Quando alla fine degli anni ’80, visitando Vienna, entrai al Palais Lichtenstein per visitare la collezione rimasi sorpreso da una mostra allestita da un artista francese allora di moda: Garouste. La sorpresa non fu tanto per la sua pittura molto nota agli addetti né per il suo grande formato lì esposto, bensì per una serie di piccole sculture in bronzo che facevano da pendant ai quadri. Le trovai invece autonome dalla pittura di Garouste e molto accattivanti, sembravano scene surreali, alcune legate alla tauromachia e molto filiformi, verminose ma appunto per questo intriganti. Esse si muovevano intorno alla vita nascente delle cose e quindi embrionali. Erano nuove nel loro genere e Garouste confermava la sua qualità di scultore.
Enorme fu quindi la mia emozione quando mi ritrovai davanti a un gruppo di sculture dell’artista Domenico Castaldi nella sua casa. E segno del destino, quando chiesi la data di queste opere ritenni essere quella di appartenenza allo stesso periodo di quelle di Garouste. Domenico Castaldi non conosceva né conosce lo scultore francese.
Quindi il suo fu un lavoro maturato dentro un progetto scultoreo che apparteneva a quel tempo sia per carattere che per unità di stile e apparentato alla storia dell’arte di tutti i tempi. La visionarietà surreale delle scene costruite attorno alla sua scultura nascono dentro una letterarietà donchisciottesca ma allargata a una percezione del tempo casuale non relativo e determinatistico.
La sua casualità guarda all’indietro anche se il filiforme gli fa attraversare l’esperienza già di Giacometti: egli guarda e si ricollega direttamente agli Etruschi. Ciò risulta evidente dal gruppo di disegni, elemento questo embrionale mutevole dell’idea iniziale. La dilatazione del cavaliere, così come quella del cavallo o del singolo guerriero sono allargamenti della materia nel tempo.
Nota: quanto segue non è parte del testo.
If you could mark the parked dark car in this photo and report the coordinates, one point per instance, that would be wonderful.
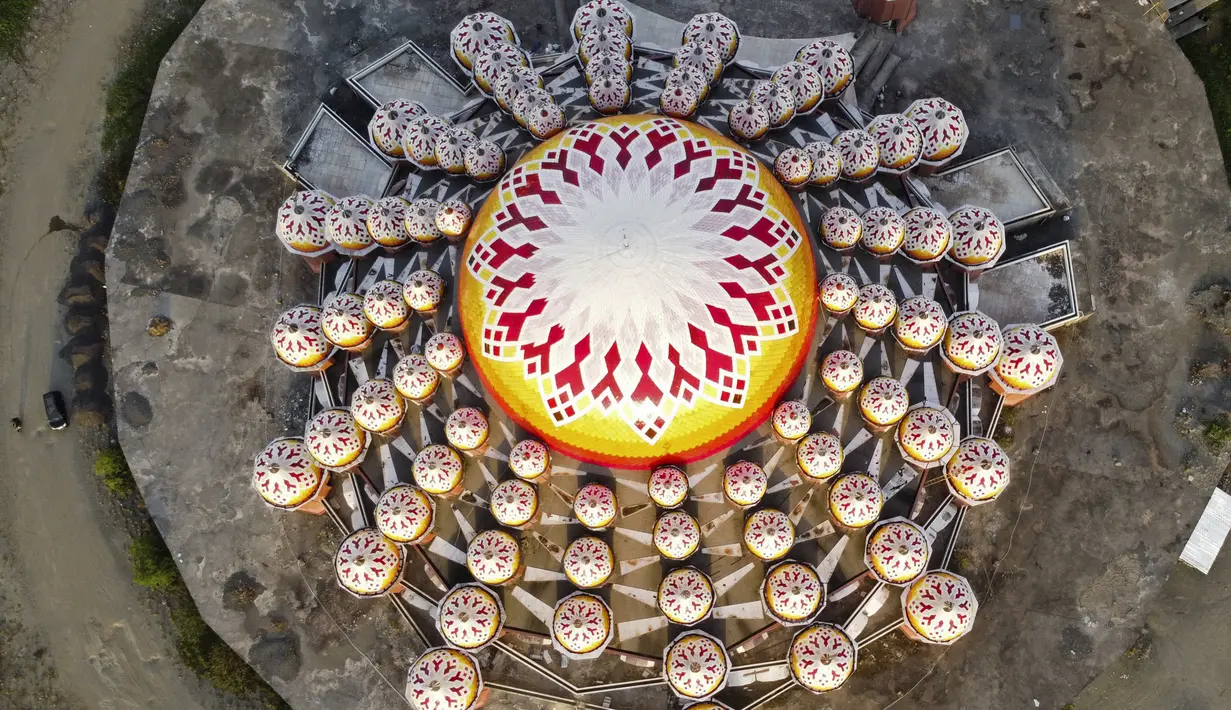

Il suo è un espandersi più che un restringersi come in Giacometti. Il suo, della materia, è un contorcersi più che un plasmarsi.
Questi guerrieri e cavalli che a volte formano dei gruppi teatrali che di certo rimandano al Don Chisciotte ma con una vena teatrale napoletana che deriva dalla conoscenza che Castaldi ha della scenografia “popolare e barocca” del presepe napoletano seicentesco.
Questo gruppo di opere mi ha colto di sorpresa all’inizio poi dentro di me è maturata la necessità di collegarle e situarle in un contesto di post modernità che le rende nuove e mi fa gridare allo scandalo, questo si vecchio, di una storia che dà sempre ai soliti noti mentre toglie agli ignoti.
Giustizia di penna vuole che venga recuperato e portato alla luce un nucleo di opere e un valore che altrimenti sarebbe rimasto perduto e ignoto. Tutto questo non tanto per testimoniare il nostro tempo bensì a dimostrazione di una capacità e sensibilità artistica che altrimenti avremmo disperso, mentre così possiamo rilanciare e dare fiducia, meglio certezza, a un lavoro degno di nota e di tempo necessari all’affermarsi di un talento altrimenti perduto per mancanza di fondi o , che è peggio, per miopia critica.